Albert Einstein and Robert OppenheimerAs we all knew he would, Alex Ross has written an excellent article for The New Yorker about the making of John Adams and Peter Sellars's new opera, Doctor Atomic. It includes conversations with Adams and especially with Sellars, who is not only directing the production but put together the text of the libretto after Alice Goodman withdrew. Sadly, but perhaps not surprisingly, this lengthy piece (a feature article in "Onward and Upward with the Arts," instead of at the back with "The Critics") has not been made available online. Sellars describes this new opera with the sentence "This is 'Götterdämmerung' for our generation":

"This whole night is about the atomic bomb," Sellars said, "and I want actually to begin with the most important words--that, at the end of the day, yes, it's wrong, and everyone knows it. Yes, it's wrong. When you say 'terrible,' terrible is"--Sellars paused--"terrible. Look at it in the eye."

"Terrible"? "Wrong"? As a New Yorker who thinks regularly about the possibility of a stray nuclear bomb wiping out not only my life but everything I love, I didn't doubt him for a moment. But I wondered whether the director was politically stacking the deck. He was, however, merely setting up one pole of the debate.
When I read about the article on Alex's blog, The Rest Is Noise, before the magazine arrived in my mailbox, I found this excellent post about Alex's trip to Los Alamos, the Trinity test site, and San Francisco, where the opera will receive its premiere this Saturday, complete with great photographs from Alex's digital camera. Sadly, that post has disappeared this evening, although I imagine that it will reappear after being altered for whatever reason. You may want to supplement Alex's work with a few other articles. Matthew Gurewitsch had an article (Setting the nuclear myth to music, September 27) for the New York Times and republished by the International Herald Tribune:
"To me, the Los Alamos story and the bomb in particular is the ultimate American myth," Adams said. "It constellates so many of the defining themes of our American consciousness: industry and invention leading to a 'triumph' of science over nature; the presumption of military dominance on behalf of what we perceive as the 'right' values; the newfound power to bring about annihilation of life; and the moral and ethical conundrums that the possession of such an instrument of destruction force upon us."
I also recommend the interview (Doctor Atomic to Premier in San Francisco, September 1) that John Adams gave to Mark Wilson for Physics Today earlier this month, the audience of which makes the interview rather interesting and different. There have been so many major cast changes in this production that I have lost count (actually, it's three, I think). Still, we are sad not to be in San Francisco this weekend.

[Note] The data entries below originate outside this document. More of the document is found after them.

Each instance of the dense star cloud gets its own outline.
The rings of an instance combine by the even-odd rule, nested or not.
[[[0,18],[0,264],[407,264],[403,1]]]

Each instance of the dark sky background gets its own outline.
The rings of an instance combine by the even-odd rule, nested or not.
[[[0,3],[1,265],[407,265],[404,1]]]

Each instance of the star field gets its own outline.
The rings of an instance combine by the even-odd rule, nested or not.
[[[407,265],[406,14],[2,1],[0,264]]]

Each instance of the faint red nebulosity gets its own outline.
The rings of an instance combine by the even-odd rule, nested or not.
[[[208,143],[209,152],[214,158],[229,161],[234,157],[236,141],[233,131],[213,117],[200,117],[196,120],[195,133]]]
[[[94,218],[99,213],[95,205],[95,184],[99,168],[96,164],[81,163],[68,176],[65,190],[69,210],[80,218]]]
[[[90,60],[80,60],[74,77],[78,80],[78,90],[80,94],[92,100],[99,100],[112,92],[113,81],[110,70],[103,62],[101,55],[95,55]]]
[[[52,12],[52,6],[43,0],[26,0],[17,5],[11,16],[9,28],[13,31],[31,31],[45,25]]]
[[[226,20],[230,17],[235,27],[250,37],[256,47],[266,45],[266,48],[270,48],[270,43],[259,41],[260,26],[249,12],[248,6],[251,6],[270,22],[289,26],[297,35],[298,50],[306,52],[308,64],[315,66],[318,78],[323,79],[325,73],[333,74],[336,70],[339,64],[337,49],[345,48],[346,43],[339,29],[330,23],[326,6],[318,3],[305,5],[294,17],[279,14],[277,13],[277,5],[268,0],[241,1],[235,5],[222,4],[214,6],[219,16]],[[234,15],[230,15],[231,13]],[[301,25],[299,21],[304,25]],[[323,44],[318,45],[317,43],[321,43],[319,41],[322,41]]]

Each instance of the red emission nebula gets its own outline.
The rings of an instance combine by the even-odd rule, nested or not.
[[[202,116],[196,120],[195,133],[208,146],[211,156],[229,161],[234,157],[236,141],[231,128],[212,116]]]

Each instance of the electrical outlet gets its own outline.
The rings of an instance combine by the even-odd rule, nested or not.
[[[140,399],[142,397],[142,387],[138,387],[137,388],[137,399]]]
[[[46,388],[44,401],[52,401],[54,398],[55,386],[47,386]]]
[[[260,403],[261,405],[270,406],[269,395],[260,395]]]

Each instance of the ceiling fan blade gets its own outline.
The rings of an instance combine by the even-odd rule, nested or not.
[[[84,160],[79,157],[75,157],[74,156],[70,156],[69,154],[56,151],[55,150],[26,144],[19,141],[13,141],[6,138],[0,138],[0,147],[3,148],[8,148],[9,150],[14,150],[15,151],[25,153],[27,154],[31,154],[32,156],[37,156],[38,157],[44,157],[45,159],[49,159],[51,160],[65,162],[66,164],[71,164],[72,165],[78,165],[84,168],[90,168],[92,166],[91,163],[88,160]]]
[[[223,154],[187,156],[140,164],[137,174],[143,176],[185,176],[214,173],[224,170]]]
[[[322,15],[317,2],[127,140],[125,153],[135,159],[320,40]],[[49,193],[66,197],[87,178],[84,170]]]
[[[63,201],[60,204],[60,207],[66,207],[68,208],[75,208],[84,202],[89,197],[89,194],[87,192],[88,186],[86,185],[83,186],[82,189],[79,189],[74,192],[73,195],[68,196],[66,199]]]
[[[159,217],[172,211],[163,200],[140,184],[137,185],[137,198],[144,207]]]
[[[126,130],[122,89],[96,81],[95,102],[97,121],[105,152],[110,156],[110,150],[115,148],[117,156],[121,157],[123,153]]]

See also Mark Swed's article (Peter Sellars: Explosively original, September 11) for the Los Angeles Times.


Princess Alpenrose said...

Speaking of MONEY, and what people will PAY for OPERA, as we all have been RANTING ON AND ON about for the past week or so, does anyone else think that SFO missed a HUMONGOUS opportunity to MAKE SOME MONEY by perhaps offering the premiere and/or the SFO run like as CABLE PPV or something?!!

Jeez, we can watch Klitschko vs. NoName on PPV for $5 or whatever, and I can see the Eagles (what was it) Final Tour #1 for free On Demand , but we can't see, FOR LOVE OR MONEY, this premiere? Or one of the first 20 performances?

I personally would pay the now mythical $25 for THAT!

Todd said...

Ouch. Great point. Perhaps a boxing opera is the only solution...with a libretto by Glen Frey. "Desperado...why don't you punch him out senseless..."

Charles T. Downey said...

Don't get me started about how PBS has failed us! *eye twitches menacingly*

My understanding is that there are legal issues, apparently with rights that apply to unions, that have made broadcast of operas and concerts more difficult.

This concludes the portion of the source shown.